En enero de 2011, una operación de la Policía Civil de Chiapas, con el apoyo de la policía científica, localizó los restos de los cuatro hombres en una zona de selva densa de la antigua propiedad de Isaías. Los cuerpos fueron identificados a través de exámenes dentales y de ADN. Marcelo Ferreira fue acusado como cómplice, pero el Ministerio Público tomó en cuenta su edad en el momento de los hechos y el trauma psicológico sufrido. Fue condenado a solo dos años de servicio comunitario y tratamiento psicológico obligatorio.
En marzo de 2011, exactamente 18 años después de la partida de San Gotardo, Marlene Guimarães finalmente pudo enterrar a su marido en el cementerio municipal de la ciudad. La ceremonia reunió a más de 300 personas, incluyendo a toda la comunidad rural de la región. En la lápida de mármol blanco, una frase sencilla: “Antero Guimarães, 1941-1993, regresó a casa”. Lourenço, Cícero y Hélio fueron enterrados el mismo día en ceremonias que cerraron un ciclo de dolor que duró casi dos décadas. Concepción, ahora con 45 años y madre de tres hijos, dejó un ramo de flores en la tumba de Lourenço. Los hijos de Cícero, Rodrigo y Fernanda, ya adultos, finalmente pudieron llorar a su padre.
El caso de los cuatro socios que desaparecieron en el camino a Chiapas se convirtió en un hito en la región, no por la violencia en sí misma, sino por cómo la desconfianza, el miedo y la paranoia pueden transformar un simple malentendido en una tragedia que dura décadas.
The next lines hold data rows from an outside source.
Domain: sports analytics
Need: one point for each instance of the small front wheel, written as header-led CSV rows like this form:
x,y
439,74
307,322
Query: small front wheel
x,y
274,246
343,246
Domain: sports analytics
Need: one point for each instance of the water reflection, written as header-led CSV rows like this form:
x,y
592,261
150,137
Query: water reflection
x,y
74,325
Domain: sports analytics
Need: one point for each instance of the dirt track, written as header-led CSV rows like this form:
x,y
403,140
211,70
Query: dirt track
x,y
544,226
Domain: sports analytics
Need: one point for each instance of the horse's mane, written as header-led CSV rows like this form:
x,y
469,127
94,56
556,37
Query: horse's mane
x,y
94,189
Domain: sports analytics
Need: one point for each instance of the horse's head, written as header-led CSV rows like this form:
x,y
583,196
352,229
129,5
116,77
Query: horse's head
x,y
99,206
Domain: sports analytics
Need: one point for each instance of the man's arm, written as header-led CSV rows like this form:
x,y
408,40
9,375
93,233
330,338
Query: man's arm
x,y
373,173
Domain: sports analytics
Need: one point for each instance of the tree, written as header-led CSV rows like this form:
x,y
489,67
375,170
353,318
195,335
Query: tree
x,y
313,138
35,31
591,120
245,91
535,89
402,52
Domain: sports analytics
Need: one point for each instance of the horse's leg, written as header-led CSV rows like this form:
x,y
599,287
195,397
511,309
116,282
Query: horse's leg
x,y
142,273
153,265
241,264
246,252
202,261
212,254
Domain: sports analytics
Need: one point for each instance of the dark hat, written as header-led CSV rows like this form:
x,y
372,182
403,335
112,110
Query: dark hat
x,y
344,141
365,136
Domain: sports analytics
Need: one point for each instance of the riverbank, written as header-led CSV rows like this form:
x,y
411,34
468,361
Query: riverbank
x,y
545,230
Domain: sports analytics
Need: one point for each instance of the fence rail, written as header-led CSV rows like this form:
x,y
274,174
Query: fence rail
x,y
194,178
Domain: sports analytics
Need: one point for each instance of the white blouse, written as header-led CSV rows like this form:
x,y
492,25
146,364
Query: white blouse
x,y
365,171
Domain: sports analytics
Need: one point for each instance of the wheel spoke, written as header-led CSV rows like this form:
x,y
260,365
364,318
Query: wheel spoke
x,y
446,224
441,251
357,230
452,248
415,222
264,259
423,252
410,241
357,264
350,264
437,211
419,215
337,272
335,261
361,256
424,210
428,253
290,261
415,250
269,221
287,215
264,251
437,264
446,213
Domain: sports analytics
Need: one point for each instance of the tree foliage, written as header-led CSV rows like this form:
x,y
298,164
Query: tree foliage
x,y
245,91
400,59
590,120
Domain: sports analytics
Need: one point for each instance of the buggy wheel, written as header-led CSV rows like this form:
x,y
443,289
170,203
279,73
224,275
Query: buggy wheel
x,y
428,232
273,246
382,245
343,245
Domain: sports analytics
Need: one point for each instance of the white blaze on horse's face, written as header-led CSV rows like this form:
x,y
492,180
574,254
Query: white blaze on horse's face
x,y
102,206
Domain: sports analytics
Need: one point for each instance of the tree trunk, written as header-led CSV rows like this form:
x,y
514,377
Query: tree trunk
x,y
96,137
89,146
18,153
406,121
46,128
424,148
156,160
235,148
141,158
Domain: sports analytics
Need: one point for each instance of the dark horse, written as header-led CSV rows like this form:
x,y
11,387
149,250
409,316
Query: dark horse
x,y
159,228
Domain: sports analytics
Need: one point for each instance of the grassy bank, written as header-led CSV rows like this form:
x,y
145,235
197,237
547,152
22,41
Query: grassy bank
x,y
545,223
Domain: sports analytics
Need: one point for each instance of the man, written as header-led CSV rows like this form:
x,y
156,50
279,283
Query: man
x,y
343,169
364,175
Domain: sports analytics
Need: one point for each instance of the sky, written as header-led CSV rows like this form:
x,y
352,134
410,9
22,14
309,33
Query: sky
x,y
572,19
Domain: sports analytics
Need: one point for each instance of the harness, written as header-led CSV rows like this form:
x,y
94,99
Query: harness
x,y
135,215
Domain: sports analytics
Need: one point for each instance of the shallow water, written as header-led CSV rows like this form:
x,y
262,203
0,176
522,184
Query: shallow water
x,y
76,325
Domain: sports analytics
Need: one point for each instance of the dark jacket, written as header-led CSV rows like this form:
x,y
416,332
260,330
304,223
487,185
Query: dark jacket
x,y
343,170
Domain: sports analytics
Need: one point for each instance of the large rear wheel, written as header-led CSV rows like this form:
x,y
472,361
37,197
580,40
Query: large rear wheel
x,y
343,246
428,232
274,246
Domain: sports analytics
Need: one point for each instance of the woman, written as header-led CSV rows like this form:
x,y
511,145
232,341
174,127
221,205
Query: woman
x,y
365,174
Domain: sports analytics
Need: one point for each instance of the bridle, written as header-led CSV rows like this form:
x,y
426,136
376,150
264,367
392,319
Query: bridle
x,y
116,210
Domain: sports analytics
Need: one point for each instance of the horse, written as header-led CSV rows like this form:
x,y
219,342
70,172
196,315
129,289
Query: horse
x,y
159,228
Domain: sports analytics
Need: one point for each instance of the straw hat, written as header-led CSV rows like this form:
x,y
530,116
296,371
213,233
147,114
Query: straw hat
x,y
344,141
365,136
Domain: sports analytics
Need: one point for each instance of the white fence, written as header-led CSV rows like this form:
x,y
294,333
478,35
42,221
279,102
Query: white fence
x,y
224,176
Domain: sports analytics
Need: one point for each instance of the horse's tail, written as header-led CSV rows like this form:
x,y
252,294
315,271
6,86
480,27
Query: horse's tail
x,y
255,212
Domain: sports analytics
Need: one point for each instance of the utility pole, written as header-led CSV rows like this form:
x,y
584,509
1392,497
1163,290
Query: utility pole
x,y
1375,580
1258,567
Hoy, en la carretera que une San Gotardo con la Ciudad de México, un pequeño memorial de madera recuerda la historia de los cuatro hombres que salieron a cobrar una deuda y nunca regresaron. Es un recordatorio silencioso de que en las vastas tierras del interior de México, algunas verdades permanecen enterradas por demasiado tiempo, esperando que alguien tenga el coraje de desenterrarlas.
Marlene, ahora de 78 años, visita la tumba de su marido cada lunes. Le lleva flores del jardín que plantó detrás de su casa y le habla en voz baja sobre los acontecimientos de la semana. Dice que finalmente puede dormir en paz, sabiendo que él está donde siempre debió quedarse, en casa.